Obituary for Othon Urbay
Othon Urbay departed this world in the same way as he entered, under extraordinary circumstances. Othon was a depression era baby, the last of six, and a child his parents could not afford. God’s need for him was clearly different. He went on to study medicine in Cuba, which helped him to procure a job as a pharmaceutical salesman. This position made it possible for him to support his family, travel throughout the island extensively, and fatefully meet his beloved Georgina. They first met in Santiago de Cuba around Christmas, and when he saw her, he asked “los Reyes Mago” (the Three Magi) to bring him “that girl” as his gift. They married the following December.
As a student, Othon was acutely aware of the social injustices that plagued Cuba. He became an activist, and once the leadership he was supporting turned to communism, he became an anti-revolutionary leader. Inequities and unjust leadership were causes he and his wife continued to fight until it became imperative to leave Cuba in 1966. Othon began a new life in New York, along with Georgina and their three children, their fourth child would be born in the states.
Upon arrival, Othon and his family joined the Fifth Avenue Presbyterian Church, a community that remained an important part of his life to the end. He served as an officer of the church (Elder & Deacon) a total of five terms. His first job interview was arranged by Dr. Kirkland, senior pastor at FAPC, with Charles Pfizer who offered Othon a job in the Pfizer organization. Othon declined, feeling he could not accept a position he had not earned on his own merit. He began working for the Xerox Corporation where he was instrumental in making the multiple copies of the plans needed for Apollo 11’s landing back on earth. This was in the late sixties when photocopying technology was not readily available, as it is today.

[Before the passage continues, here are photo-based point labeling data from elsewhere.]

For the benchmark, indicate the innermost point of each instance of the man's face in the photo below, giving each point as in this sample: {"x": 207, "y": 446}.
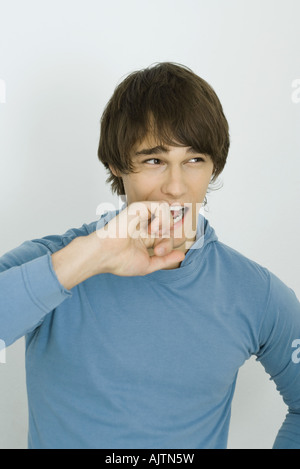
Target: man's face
{"x": 177, "y": 175}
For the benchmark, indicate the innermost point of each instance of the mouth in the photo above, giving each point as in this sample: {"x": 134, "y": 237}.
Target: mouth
{"x": 178, "y": 214}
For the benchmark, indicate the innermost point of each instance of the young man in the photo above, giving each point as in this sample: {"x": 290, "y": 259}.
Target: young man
{"x": 136, "y": 325}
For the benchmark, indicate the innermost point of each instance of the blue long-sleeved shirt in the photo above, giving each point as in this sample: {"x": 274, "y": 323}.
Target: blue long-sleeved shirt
{"x": 147, "y": 361}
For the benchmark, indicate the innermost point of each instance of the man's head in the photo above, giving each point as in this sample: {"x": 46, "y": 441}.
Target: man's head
{"x": 172, "y": 105}
{"x": 164, "y": 137}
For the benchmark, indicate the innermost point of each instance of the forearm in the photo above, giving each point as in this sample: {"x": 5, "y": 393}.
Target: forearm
{"x": 84, "y": 257}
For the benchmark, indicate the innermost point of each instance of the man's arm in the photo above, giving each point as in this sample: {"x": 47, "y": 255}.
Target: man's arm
{"x": 279, "y": 331}
{"x": 34, "y": 280}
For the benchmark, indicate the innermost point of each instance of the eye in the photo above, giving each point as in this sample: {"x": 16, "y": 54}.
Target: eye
{"x": 152, "y": 159}
{"x": 200, "y": 160}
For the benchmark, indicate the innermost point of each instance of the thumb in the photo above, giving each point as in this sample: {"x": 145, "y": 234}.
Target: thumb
{"x": 165, "y": 261}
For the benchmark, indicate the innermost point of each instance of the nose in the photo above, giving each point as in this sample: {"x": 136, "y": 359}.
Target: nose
{"x": 174, "y": 184}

He later worked for British Leyland, and eventually its subsidiary, Jaguar Cars. As an executive chauffer for Jaguar, he drove many interesting and famous people, including Margaret Thatcher and Princess Diana. At Jaguar, he was valued for his jovial, respectful, and discreet demeanor, and his position there offered him many wonderful opportunities and adventure. He traveled the world, driving whenever possible. In keeping with his earlier days in Cuba, he enjoyed several cross-country trips in the states with his family where he continued to explore and feed his endless sense of awe and curiosity of life.
Othon created community everywhere. He befriended his neighbors, his extended family at church and all he came into contact with, whether it was the grocer, to the waiters at his favorite restaurants, or to the garage attendants who cared for his car while he attended church services. He had a kind word and a ready smile for all. Othon was a prolific storyteller, and often marveled at his luck, often saying that he could never have dreamed of having such a full and meaningful life. Even after losing his wife in 2016, when he struggled to find purpose, he persevered and remained curious and engaged. He loved technology (he insisted on having the latest iPhone), was a dedicated CNN watcher, and loved his caramel frappuccinos from Starbucks.

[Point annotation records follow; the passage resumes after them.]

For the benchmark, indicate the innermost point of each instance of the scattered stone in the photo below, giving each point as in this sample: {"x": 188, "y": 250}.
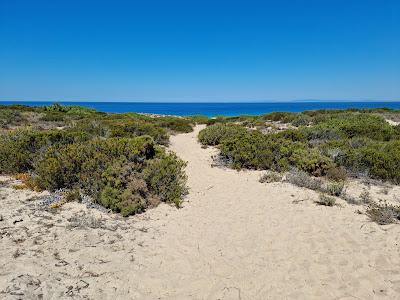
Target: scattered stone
{"x": 17, "y": 221}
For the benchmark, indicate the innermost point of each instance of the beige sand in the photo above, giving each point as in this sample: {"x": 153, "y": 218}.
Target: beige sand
{"x": 235, "y": 238}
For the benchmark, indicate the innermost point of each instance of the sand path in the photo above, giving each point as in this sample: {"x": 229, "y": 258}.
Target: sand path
{"x": 234, "y": 238}
{"x": 239, "y": 239}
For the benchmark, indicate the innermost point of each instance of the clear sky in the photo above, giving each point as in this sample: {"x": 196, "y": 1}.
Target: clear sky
{"x": 199, "y": 50}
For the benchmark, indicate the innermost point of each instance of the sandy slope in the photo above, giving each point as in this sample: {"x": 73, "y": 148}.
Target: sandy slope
{"x": 235, "y": 238}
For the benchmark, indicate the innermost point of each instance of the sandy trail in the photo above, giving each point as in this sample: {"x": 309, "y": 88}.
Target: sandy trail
{"x": 235, "y": 238}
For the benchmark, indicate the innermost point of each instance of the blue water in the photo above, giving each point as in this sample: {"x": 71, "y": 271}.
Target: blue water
{"x": 215, "y": 109}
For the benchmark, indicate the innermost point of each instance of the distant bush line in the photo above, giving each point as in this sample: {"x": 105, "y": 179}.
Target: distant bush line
{"x": 337, "y": 143}
{"x": 118, "y": 160}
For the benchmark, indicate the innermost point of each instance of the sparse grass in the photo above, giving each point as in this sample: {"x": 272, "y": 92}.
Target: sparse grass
{"x": 302, "y": 179}
{"x": 365, "y": 197}
{"x": 383, "y": 213}
{"x": 326, "y": 200}
{"x": 270, "y": 176}
{"x": 335, "y": 188}
{"x": 337, "y": 174}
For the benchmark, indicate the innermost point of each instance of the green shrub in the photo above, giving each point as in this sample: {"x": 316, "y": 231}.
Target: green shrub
{"x": 20, "y": 149}
{"x": 166, "y": 178}
{"x": 326, "y": 200}
{"x": 82, "y": 164}
{"x": 383, "y": 214}
{"x": 337, "y": 174}
{"x": 270, "y": 176}
{"x": 212, "y": 135}
{"x": 335, "y": 188}
{"x": 302, "y": 179}
{"x": 311, "y": 161}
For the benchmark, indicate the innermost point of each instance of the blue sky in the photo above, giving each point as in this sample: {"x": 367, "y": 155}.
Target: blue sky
{"x": 199, "y": 50}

He left this earth five minutes to midnight on January 6th, at the tail end of that infamous day that his keen intellect had predicted as inevitable. What started as an unneeded life became a vital presence of goodness and thoughtfulness in this world, one that was spent in devoted service to his family, friends and fellow human beings. In his later years, after his wife passed, he would often say “estoy esperando la wawa” (I’m waiting for the bus) and would wonder aloud what work God still wanted him to do. His work is now complete, his beloved Georgina greeted him at the stop, and handed him the keys to the bus. He will be deeply missed and forever loved.

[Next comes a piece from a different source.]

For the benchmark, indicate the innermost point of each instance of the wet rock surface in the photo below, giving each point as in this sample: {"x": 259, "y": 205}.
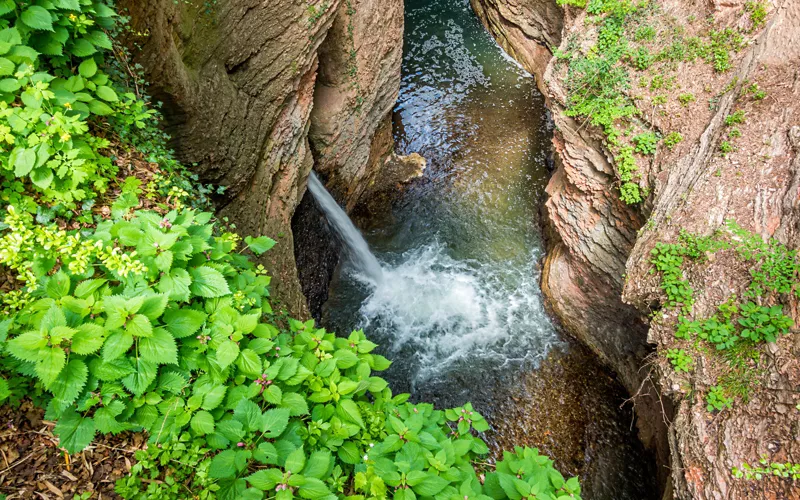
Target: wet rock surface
{"x": 576, "y": 412}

He leaves behind his children: Odette Urbay Cross, Owen Urbay, Osanna Urbay and Olivette Urbay Diaz, and his grandchildren: Olivia Cross, Omar Xavier Diaz and Ethan Alexander Diaz, his sons-in-law: Carmey Cross and Alex Diaz, and his future daughter-in-law, Karoline Genung.
A Memorial Service will be held at the Fifth Avenue Presbyterian Church sometime in the future when we can all safely celebrate a life well lived. In lieu of flowers, please make a donation to the church.